Rev. Dr John Osei-Appiah


The President of the Neumann College of Nursing, Rev. Dr John Osei-Appiah, has appealed to President Nana Addo Dankwa Akufo-Addo to extend some of the government support to students in public tertiary institutions to those in accredited private tertiary institutions.

He explained that support for students in private schools would lessen the burden on their parents and also encourage private participation in providing education for the huge number of Ghanaians seeking tertiary education.

Dr Osei-Appiah, who was addressing the matriculation of 250 student nurses at the school’s campus at Atwima Tekyiman in the Ashanti Region, added that the resources used to cater for students were from taxes which came from Ghanaians, including the parents of these private school students.

Another reason for calling for the support, he said, was that when students from private institutions completed their courses, they equally rendered patriotic service to the country, hence the need to support them too.

This move, he added, would also encourage more foreign and local investors to venture into education and help afford many of the young people the opportunity to realise their dreams of having quality education.


Manpower export

Touching on the vision of Neumann College of Nursing, Dr Osei-Appiah said the school would empower and equip the youth with innovations and excellent training that would enable them to compete for both local and global marketable and employable jobs such as nursing.

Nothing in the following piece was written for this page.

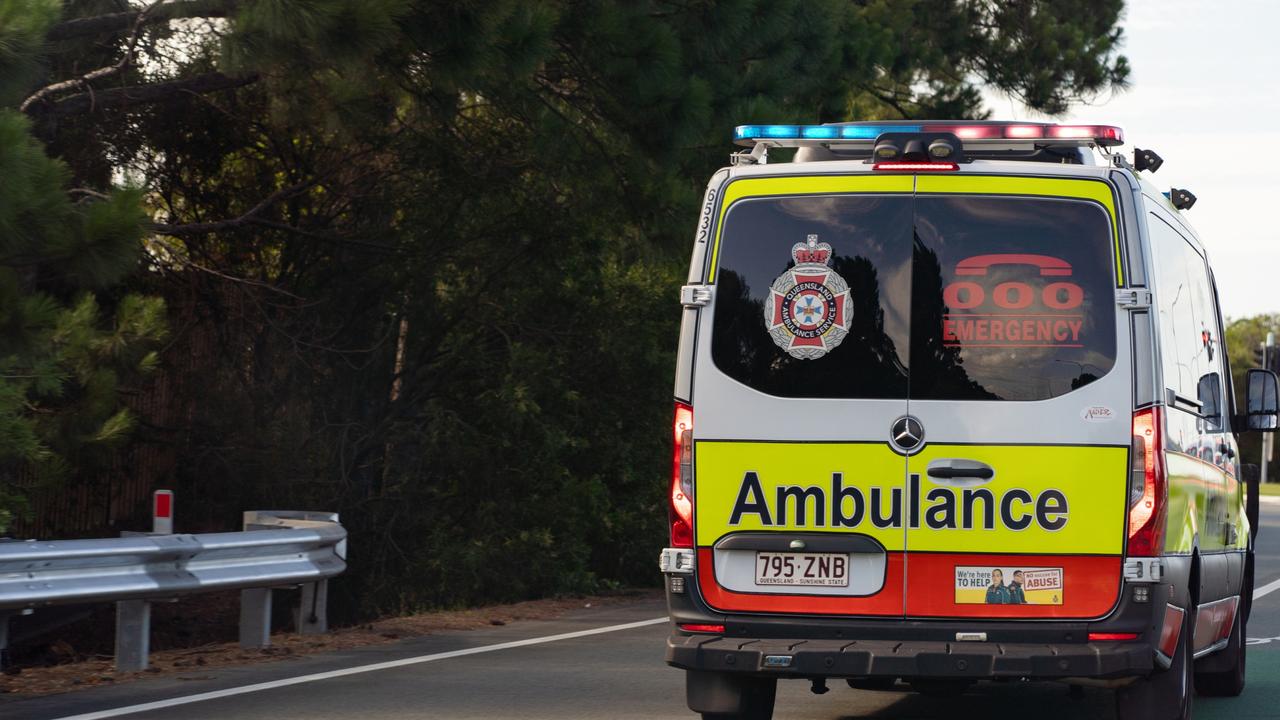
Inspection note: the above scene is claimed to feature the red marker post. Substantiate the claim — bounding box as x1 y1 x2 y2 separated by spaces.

The vision also includes building professional manpower for national development and for export to generate foreign exchange for the country.

He stated that just as countries such as India and Philippines were doing, they would also export medical personnel to Great Britain and the United States of America (USA) to work for foreign exchange.



The Pro-Vice-Chancellor of the University of Development Studies (UDS), Prof. Seidu Du Alhassan, expressed concern about the increasing rate at which Ghanaians monetised everything they engaged in.

He described the phenomenon as “crazy love for money” which had made some people abandon their fear of God and support for humanity. He, thus, urged the students to ensure that when they passed out, they would help others in need.